Comparison of basophil activation test and lymphocyte transformation test as diagnostic assays for drug hypersensitivity

Lymphocyte transformation test (LTT) is a widely used assay to detect drug-specific T cell reaction, but its relatively low sensitivity renders risk for pseudo-negativity. Basophil activation test (BAT) is an emerging assay initially used to diagnose food allergy, but its application to drug hypersensitivity as been reported anecdotally. Although a promising assay, the clinical settings or a particular class of drugs in which BAT is useful has not been well characterized.

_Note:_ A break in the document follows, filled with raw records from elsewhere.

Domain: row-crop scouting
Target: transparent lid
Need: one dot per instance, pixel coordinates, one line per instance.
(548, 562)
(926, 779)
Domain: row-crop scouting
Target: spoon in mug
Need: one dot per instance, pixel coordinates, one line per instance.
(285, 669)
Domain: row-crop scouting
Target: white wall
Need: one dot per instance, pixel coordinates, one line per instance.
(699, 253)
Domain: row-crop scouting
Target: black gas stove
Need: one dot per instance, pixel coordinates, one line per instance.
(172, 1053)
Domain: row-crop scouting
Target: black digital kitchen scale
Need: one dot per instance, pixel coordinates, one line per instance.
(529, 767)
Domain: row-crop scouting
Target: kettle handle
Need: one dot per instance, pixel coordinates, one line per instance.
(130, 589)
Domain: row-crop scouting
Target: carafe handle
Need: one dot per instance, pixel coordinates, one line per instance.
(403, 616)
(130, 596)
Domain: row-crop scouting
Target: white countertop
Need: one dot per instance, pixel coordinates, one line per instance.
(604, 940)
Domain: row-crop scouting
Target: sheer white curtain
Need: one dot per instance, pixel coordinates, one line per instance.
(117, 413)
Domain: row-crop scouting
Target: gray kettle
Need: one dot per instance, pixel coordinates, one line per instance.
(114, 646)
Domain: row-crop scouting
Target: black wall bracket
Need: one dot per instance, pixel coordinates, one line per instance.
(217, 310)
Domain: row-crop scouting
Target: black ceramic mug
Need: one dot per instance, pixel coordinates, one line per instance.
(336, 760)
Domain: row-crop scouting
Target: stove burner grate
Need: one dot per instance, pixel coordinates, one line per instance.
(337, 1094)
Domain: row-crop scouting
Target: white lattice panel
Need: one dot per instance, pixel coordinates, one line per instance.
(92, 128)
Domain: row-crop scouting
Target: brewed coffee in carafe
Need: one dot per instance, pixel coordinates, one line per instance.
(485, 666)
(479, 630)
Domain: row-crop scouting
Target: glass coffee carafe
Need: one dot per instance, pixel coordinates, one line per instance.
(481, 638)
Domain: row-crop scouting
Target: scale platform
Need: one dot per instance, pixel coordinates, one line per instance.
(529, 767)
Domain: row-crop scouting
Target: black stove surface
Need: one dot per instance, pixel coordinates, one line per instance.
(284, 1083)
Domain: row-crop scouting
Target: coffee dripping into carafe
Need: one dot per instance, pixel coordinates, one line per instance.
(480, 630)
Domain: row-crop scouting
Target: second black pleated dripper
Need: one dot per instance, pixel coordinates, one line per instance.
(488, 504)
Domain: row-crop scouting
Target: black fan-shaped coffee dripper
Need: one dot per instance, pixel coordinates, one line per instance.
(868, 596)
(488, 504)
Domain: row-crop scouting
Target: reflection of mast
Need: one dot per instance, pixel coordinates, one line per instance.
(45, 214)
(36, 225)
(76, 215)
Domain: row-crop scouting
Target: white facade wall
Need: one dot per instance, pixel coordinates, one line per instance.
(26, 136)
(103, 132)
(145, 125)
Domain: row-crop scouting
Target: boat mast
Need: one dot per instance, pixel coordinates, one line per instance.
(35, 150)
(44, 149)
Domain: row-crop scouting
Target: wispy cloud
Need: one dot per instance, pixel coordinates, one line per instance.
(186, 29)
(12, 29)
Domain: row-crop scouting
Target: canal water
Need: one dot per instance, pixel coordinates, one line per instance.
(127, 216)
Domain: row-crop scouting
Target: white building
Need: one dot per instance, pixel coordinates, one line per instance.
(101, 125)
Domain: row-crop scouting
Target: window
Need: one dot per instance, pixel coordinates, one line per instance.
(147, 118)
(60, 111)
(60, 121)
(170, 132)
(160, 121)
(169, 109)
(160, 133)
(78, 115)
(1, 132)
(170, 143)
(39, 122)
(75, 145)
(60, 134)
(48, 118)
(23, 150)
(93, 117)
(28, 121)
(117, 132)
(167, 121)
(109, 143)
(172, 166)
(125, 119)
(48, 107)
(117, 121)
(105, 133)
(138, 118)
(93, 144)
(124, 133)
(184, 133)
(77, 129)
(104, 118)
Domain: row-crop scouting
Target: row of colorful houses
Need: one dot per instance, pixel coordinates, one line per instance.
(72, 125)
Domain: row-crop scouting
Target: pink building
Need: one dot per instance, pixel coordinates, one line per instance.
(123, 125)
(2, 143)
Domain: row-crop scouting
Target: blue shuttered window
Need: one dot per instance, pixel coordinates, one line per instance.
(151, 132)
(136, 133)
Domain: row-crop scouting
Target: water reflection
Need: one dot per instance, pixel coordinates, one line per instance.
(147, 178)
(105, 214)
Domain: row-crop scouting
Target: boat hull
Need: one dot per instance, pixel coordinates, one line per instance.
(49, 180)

Herein, we performed a side-by-side comparison of BAT and LTT in detecting culprit drugs in several types of drug hypersensitivities. 248 patients who visited our department from October 2011 to December 2013 were enrolled in this study. Peripheral blood cells drawn from patients were co-cultured with or without relevant drugs. LTT was performed according to a standard protocol with 3H-thymidine uptake and stimulation index of 1.8 and above (CPM value with drug divided by CPM without drug) were defined positive. For BAT, whole blood cells were exposed to drugs for 24hrs and were assessed via flow cytometry for the proportion of cells that had upregulated CD203c (activated state) among total basophils. 9.0% and above were defined positive, based on values from healthy controls (mean value + 5SD). Overall, 14.7% and 28.8% of culprit drugs tested yielded positive results by BAT and LTT, respectively. Analysis of disease phenotype of patients revealed that BAT yielded positive results not only in immediate-type, but also delayed-type hypersensitivity such as drug-induced hypersensitivity syndrome and Stevens-Johnson syndrome. Of note, samples that yielded positive for LTT and BAT did not overlap, suggesting that the two analyses might compensate each other for pseudo-negativity. Furthermore, analysis focusing on the class of antibiotics showed that macrolides were frequently obtained positive via BAT, whereas that for -lactams tended to be positive via LTT. Utilizing both BAT and LTT, we screened antibiotics and NSAIDs for selection of drugs that could be used for challenge tests in patients with histories of multiple drug allergy. The negative indicative value was 96.4%, suggesting the usefulness of these assays in safely identifying drugs for future use. Taken together, different spectrum of drugs can be covered by performing both BAT and LTT, allowing identification of culprit drugs with higher sensitivity than by performing a single assay.